Burny Mattinson

5 Fascinating Facts—Disney Legend Burny Mattinson

By Steven Vagnini

“Animation is 75 percent thinking and 25 percent drawing,” Disney Legend and Walt Disney Animation Studios animation director Burny Mattinson once said. “Everything must be carefully thought out first. Our animators not only have to think like actors but have to figure out how to get that performance across on paper and on the screen. Our characters pause to think and connive. You can see it in their eyes.”

To achieve such a performance—conceived in the artist’s mind and brought forth from pencil to paper—requires exacting skill and patience, but also a deep passion for the animation process. The result is the spectacular illusion of life for which Disney animation has become so renowned—withstanding the changes of eras as each new generation discovers amazing tales, characters, and life lessons through the miracle of moving drawings.

Burny Mattinson and Vincent Price
Burny working with Vincent Price (Ratigan) in the recording studio for The Great Mouse Detective (1986)

Burny’s philosophy has shown forth in his work during his more than 60-year history with The Walt Disney Company. As we anticipate D23’s upcoming Lunch with a Disney Legend: Burny Mattinson on April 7, we present five fascinating facts about this legendary artist, animator, director, producer, and storyman whose contributions have ignited the imaginations of millions.

Pinocchio (1940)

1. Burny grew up as a big Disney—and animation—fan.
At the tender age of 6, Burnett Mattinson entered the San Francisco Orpheum with his mother and experienced his first Disney picture on the big screen: Pinocchio (1940). The film had a profound impact on the young “Golden City” native, who soon found himself drawing original characters and dreaming of becoming an animator. “Ever since I saw that film, this was my dream—to work in this business,” Burny recalled years later. “So I worked every day, drawing.”
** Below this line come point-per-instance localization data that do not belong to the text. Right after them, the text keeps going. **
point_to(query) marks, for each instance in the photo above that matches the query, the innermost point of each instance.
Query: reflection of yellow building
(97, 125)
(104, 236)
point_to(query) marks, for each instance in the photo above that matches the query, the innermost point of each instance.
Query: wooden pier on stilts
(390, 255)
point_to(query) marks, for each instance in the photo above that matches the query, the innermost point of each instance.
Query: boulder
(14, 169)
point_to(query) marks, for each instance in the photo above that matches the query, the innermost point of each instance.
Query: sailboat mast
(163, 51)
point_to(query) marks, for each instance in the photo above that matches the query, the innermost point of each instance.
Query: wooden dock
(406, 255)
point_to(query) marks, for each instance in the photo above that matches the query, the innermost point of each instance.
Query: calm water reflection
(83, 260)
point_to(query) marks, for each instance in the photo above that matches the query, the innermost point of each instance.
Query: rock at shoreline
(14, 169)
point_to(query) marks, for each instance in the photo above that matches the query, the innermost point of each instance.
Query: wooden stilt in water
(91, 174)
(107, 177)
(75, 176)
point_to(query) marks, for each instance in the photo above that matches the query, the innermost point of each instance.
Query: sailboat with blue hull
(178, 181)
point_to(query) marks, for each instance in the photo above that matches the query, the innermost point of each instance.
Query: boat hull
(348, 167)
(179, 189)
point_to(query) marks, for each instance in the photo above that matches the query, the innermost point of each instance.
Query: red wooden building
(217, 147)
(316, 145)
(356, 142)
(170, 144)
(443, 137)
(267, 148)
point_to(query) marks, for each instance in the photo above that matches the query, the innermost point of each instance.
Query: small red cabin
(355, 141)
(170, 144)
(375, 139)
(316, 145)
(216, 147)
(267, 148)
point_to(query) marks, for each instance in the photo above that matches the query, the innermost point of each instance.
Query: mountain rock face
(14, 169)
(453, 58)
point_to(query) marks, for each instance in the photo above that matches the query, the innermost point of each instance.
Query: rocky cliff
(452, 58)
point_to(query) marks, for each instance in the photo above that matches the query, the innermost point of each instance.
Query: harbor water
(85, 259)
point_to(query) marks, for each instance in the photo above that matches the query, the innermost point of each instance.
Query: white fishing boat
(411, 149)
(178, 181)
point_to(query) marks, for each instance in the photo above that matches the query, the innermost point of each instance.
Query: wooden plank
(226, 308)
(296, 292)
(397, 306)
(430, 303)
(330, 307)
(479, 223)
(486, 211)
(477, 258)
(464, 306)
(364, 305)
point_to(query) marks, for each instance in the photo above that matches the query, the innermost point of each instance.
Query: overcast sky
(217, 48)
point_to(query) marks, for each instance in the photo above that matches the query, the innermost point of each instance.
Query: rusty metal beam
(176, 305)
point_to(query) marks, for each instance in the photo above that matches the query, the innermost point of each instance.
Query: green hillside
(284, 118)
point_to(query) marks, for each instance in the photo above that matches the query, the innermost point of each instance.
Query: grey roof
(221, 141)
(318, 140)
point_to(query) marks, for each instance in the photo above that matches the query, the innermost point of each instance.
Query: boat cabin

2. A bold visit to the Disney Studio launched Burny’s career.
Although he had no formal art training, Burny was determined to join the staff of The Walt Disney Studios after graduating from high school. One day, after his mother dropped him off at the Studio gate, Burny met with a security guard who became impressed with the 18-year-old’s portfolio. The guard immediately called Ken Seiling, the head of Personnel, who offered Burny an interview and, ultimately, a job as a traffic boy in the Studio mail room.

3. Burny was mentored by industry giants while climbing the rungs of the animation ladder.
After a six-month stint in the traffic department—which included stops at Walt Disney’s office wing every week—Burny became an in-betweener on Lady and the Tramp (1955) and, later, an assistant animator to one of the legendary Nine Old Men, Marc Davis, on Sleeping Beauty (1959) and One Hundred and One Dalmatians (1961). He then worked for 12 years under another renowned animator, Eric Larson, while mastering the animation of Ludwig Von Drake for Walt Disney’s Wonderful World of Color (1961) and contributing to such features as The Sword in the Stone (1963) and The Aristocats (1970). As the Nine Old Men began to retire, Burny completed an animation training program and became a key animator on Winnie the Pooh and Tigger Too (1974) before being recruited by Frank Thomas to work on storyboards for The Rescuers (1977). “Then Woolie Reitherman, who was a director, asked, ‘Would you stay [in the Story Department]?’” Burny later remembered. “And I said, ‘Ok!’ I started loving making the story because there is something very creative about it. It was never hard.”

Burny working on Mickey's Christmas Carol
Burny working on Mickey’s Christmas Carol (1983)

4. Burny’s recollection of a record album prompted Mickey’s return to the big screen after 30 years.
By the early 1980s, Mickey Mouse cartoon shorts were a thing of the past. In fact, Mickey’s last theatrical film, The Simple Things, was released on April 18, 1953. But Burny’s recollection of a 1974 Disneyland Records Christmas album prompted the storyman to pitch the idea for Mickey’s big return to theaters. He received the go-ahead from then-Walt Disney Productions President Ron Miller in May 1981, leading Burny to produce and direct the 1983 featurette Mickey’s Christmas Carol. With the film’s success, Burny reprised the role of director and producer for another mouse-related venture: The Great Mouse Detective (1986).

Burny Mattinson with Aladdin storyboards
Burny reviewing storyboard sketches for Aladdin (1992)

5. Burny holds major records in Disney animation history.
In more recent years, Burny has contributed to development and story on beloved films from Beauty and the Beast (1991) to Winnie the Pooh (2011). In 2013, just a few years after being honored as a Disney Legend, Burny celebrated his 60th year at Walt Disney Animation Studios, where he holds the status of the team’s longest-serving staff member and the last full-time Walt Disney Studios employee who worked there during Walt’s time.